I sent out an email about my upcoming show, The Illusion of Anger, and was met with an angry response. “Anger is NOT an illusion! People die from anger!” he wrote. I am well aware of that. However, that is not the illusion I’m speaking of. According to Webster’s dictionary, anger is a feeling of displeasure or discomfort brought about by feelings of helplessness or powerlessness. Powerlessness – feeling weak and vulnerable. I don’t know anyone who is comfortable feeling helpless or fragile. It is natural for humans to want to feel safe. Anger provides us a sense of power and protection from a perceived harm. However, in some instances, this is actually an illusion. Let me explain.
There are two types of anger: anger “the choice” and anger “the reaction”. In the first one, the individual assesses the situation and mindfully determines whether or not it is deserving of their ire. “Is this issue important or can I let it slide?” A conscious evaluation that determines it’s relatively minor dictates that it’s not worth becoming upset about. Or perhaps it is significant in which case the individual intellectually chooses the best course of action, using their anger to bring about positive change. In this regard, anger proves advantageous and one truly has authority over it.

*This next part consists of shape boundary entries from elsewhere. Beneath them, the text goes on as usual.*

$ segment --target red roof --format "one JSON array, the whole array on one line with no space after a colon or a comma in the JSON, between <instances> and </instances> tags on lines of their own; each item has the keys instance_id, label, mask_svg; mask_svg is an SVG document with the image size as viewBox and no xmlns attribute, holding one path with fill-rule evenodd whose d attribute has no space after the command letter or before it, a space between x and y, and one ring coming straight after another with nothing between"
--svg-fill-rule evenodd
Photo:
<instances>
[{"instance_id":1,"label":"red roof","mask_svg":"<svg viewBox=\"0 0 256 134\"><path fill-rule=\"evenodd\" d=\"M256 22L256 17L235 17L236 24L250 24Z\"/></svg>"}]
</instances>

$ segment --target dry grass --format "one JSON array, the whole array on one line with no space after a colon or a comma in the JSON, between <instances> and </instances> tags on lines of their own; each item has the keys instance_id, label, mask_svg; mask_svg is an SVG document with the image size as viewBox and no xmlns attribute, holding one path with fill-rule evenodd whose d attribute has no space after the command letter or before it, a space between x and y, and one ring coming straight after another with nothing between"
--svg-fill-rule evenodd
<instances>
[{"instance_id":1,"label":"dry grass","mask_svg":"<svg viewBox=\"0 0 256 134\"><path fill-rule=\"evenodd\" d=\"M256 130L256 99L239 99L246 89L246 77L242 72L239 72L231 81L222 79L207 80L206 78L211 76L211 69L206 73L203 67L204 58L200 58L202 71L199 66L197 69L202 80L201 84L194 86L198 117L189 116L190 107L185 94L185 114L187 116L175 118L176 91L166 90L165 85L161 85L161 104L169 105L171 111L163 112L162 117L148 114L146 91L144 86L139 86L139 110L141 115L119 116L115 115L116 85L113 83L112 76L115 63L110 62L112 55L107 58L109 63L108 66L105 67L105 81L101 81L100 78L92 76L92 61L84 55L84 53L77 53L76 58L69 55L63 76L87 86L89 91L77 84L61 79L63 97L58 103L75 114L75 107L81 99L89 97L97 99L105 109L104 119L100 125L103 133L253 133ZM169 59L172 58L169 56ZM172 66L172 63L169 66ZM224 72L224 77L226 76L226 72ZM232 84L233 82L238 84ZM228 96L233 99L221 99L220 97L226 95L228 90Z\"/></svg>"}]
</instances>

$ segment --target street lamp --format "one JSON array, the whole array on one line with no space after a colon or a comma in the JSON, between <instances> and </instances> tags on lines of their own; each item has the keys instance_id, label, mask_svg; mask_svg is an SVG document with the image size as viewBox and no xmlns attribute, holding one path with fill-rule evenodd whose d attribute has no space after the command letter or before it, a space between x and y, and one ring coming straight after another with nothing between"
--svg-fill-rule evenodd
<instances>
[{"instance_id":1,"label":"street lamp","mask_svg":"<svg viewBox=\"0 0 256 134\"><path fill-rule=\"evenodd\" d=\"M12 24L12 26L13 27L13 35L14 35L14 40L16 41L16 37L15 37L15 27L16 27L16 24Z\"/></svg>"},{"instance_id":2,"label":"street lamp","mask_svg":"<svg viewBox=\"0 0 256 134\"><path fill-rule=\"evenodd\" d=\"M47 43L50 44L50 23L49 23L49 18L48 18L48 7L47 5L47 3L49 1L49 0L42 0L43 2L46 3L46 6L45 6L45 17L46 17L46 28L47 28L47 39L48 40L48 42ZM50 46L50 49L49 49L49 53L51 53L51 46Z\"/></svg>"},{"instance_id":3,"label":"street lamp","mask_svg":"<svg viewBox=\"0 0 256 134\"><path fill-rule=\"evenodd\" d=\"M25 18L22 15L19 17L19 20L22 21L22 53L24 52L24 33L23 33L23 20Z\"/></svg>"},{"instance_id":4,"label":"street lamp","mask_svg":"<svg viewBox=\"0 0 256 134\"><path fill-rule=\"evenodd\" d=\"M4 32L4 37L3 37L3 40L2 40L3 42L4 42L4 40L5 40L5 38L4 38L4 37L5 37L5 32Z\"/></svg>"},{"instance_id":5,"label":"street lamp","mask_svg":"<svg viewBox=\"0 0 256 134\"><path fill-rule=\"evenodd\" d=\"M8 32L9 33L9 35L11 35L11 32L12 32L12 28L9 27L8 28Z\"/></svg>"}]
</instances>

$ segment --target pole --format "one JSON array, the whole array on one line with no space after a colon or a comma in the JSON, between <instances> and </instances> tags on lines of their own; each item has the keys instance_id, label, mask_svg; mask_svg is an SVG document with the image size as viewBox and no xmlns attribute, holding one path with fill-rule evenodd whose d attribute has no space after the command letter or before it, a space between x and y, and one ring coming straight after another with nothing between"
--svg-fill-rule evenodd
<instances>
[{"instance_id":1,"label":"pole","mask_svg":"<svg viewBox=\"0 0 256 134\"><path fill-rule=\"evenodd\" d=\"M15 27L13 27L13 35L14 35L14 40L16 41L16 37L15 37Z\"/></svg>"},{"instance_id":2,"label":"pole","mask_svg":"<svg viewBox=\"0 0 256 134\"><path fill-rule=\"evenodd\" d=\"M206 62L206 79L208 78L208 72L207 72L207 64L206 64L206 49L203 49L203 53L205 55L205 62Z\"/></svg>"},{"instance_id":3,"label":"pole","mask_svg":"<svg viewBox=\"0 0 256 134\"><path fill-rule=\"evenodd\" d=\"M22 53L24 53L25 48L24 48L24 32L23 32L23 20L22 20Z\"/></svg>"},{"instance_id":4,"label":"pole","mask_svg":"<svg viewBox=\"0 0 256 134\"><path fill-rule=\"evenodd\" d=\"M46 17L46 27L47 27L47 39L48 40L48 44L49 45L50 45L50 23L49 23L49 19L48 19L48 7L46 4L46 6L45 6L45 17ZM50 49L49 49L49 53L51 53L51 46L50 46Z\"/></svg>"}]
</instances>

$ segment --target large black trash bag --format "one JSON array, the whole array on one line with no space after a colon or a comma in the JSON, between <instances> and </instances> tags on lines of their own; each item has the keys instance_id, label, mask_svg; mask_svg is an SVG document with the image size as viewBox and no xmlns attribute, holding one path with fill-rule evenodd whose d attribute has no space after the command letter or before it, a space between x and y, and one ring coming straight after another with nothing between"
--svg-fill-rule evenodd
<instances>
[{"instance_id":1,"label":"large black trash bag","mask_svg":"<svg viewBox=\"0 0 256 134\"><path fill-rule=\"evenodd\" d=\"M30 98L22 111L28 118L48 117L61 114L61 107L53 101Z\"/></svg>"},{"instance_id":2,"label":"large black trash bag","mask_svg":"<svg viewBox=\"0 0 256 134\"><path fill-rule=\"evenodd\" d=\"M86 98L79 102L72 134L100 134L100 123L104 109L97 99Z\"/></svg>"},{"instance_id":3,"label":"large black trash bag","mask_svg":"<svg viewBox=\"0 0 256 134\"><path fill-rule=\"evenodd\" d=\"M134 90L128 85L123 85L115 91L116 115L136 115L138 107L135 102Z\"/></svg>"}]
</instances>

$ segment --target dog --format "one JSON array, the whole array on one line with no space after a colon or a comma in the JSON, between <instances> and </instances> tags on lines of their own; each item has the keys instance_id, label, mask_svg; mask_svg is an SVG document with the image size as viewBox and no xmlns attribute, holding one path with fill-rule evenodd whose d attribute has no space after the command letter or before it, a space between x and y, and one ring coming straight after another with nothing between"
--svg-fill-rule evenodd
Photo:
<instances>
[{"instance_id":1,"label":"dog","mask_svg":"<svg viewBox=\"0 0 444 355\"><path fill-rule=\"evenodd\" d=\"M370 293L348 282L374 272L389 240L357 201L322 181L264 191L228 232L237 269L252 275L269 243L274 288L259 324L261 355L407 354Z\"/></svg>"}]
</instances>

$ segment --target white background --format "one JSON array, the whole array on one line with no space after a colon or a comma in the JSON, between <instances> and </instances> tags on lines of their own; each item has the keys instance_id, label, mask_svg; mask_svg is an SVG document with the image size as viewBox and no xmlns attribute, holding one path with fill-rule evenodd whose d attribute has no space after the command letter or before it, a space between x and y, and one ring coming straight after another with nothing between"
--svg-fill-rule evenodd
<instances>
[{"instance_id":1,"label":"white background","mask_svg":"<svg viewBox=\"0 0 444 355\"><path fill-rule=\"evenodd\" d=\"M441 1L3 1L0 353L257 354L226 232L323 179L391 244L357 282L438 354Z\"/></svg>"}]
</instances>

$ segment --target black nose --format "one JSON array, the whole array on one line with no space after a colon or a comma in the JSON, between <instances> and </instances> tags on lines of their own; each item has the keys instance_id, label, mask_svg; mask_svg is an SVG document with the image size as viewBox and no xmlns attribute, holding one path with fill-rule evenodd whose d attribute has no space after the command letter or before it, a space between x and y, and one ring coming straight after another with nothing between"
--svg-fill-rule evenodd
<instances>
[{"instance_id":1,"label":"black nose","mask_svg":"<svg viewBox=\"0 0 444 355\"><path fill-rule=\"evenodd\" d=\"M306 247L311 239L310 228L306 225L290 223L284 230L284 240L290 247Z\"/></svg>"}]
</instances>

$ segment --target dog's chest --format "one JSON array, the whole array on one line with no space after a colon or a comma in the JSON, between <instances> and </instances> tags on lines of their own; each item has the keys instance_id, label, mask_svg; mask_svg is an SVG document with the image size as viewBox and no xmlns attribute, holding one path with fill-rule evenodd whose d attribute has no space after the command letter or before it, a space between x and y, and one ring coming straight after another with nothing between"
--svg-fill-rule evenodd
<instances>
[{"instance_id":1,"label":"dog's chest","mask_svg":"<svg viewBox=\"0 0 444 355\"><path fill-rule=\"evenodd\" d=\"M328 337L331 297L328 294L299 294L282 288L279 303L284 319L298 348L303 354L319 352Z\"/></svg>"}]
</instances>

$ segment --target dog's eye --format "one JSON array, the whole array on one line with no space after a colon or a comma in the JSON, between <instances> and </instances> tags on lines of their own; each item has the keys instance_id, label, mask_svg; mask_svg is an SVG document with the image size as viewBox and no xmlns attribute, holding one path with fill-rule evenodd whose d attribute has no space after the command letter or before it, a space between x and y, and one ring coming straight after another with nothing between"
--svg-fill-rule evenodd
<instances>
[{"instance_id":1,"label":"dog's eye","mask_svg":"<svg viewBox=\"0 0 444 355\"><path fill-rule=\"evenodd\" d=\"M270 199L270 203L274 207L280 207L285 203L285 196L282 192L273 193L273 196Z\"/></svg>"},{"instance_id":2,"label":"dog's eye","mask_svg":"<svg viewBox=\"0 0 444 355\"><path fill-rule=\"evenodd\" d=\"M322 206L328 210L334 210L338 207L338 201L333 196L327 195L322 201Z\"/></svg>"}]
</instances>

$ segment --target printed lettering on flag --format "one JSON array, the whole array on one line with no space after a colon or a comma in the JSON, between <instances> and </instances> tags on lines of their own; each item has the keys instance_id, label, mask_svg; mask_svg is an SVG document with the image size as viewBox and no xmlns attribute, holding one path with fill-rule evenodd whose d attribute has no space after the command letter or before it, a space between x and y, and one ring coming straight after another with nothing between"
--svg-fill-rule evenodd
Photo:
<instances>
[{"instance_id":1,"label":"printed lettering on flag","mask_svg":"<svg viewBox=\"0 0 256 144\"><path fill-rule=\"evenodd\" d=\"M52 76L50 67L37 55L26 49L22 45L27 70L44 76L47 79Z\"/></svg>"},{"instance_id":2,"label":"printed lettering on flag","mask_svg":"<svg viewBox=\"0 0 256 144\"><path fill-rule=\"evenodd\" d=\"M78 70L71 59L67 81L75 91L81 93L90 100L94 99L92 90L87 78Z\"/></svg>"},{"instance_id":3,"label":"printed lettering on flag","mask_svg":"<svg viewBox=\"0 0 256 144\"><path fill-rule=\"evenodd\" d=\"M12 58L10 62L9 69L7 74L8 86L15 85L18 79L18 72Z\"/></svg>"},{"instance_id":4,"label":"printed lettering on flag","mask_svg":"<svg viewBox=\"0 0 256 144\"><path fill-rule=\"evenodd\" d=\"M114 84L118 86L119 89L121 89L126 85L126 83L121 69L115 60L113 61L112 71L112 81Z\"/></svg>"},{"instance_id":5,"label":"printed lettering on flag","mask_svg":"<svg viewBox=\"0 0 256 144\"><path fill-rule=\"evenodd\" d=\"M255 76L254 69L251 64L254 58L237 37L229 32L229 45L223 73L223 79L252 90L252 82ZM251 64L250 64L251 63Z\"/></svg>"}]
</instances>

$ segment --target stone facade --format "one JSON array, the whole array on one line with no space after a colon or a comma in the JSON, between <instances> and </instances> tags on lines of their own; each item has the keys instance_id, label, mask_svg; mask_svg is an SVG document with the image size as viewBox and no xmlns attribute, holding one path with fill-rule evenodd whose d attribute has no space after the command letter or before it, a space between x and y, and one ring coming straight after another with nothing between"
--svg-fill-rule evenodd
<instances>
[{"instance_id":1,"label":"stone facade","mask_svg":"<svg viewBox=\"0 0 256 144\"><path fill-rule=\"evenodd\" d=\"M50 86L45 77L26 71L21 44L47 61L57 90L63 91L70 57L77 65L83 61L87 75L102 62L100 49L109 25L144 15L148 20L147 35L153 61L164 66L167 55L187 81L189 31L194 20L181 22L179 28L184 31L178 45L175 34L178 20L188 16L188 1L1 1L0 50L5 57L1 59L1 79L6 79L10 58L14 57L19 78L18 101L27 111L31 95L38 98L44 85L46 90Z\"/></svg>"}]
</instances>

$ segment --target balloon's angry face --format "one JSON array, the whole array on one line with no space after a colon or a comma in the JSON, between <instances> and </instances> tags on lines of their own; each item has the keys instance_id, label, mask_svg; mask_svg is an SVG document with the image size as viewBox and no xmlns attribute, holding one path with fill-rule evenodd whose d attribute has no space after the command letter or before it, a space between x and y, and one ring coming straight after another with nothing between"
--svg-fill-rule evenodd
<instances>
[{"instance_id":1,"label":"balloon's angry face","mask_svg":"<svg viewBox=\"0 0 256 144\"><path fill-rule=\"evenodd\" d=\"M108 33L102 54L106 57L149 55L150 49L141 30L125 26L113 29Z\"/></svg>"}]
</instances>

The second, reactionary anger, is characterized by the emotion gaining control over the individual causing them to act out irrationally, violently, or without regard for others, themselves, or anything around them. Logic is deficient as the person acts from a place of intense emotion and irrational thinking. Words and actions not typical of their behavior take precedent at which time there is little regard for any pain or suffering being inflicted on those around them nor any consideration being given to possible future consequences.
There are some who believe they need anger to survive – it serves as a means to protect themselves and prevent others from causing them harm. Those who are belligerent or aggressive feel others are less likely to take advantage of them or hurt them. However, like a drug, one can easily become dependent on anger as a means of survival and like any addict actually relinquishes their authority to illogical behavior.
When one is consumed with rage, they are in their weakest moment for they have given power over themselves to a situation or individual. “Rude drivers make me angry” relinquishes one’s authority over their own feelings and ability to choose what serves them best. The illusion of anger is the deception that it empowers us.
Our authentic power lies in our intellect, confidence, and free will. I have the ability to access whatever information I need to make a rational decision. I am confident that I can handle whatever situation I’m in or whomever shows up in my life. I exercise the ability to make my own decisions and am not a slave to outside forces nor to my feelings. I have dominion over everything internal and maintain my composure in the face of a challenge.
The key is to recognize when your anger is a deliberate choice or is reactionary in nature. Take control over yourself, your feelings, and your behaviors. That is where your authentic personal power lies. Utilize common sense, confidence, reasoning, and fairness and make anger “the choice” your course of action. In that way, you maintain authority over your life.
Ephesians 4: 26 “In your anger do not sin.”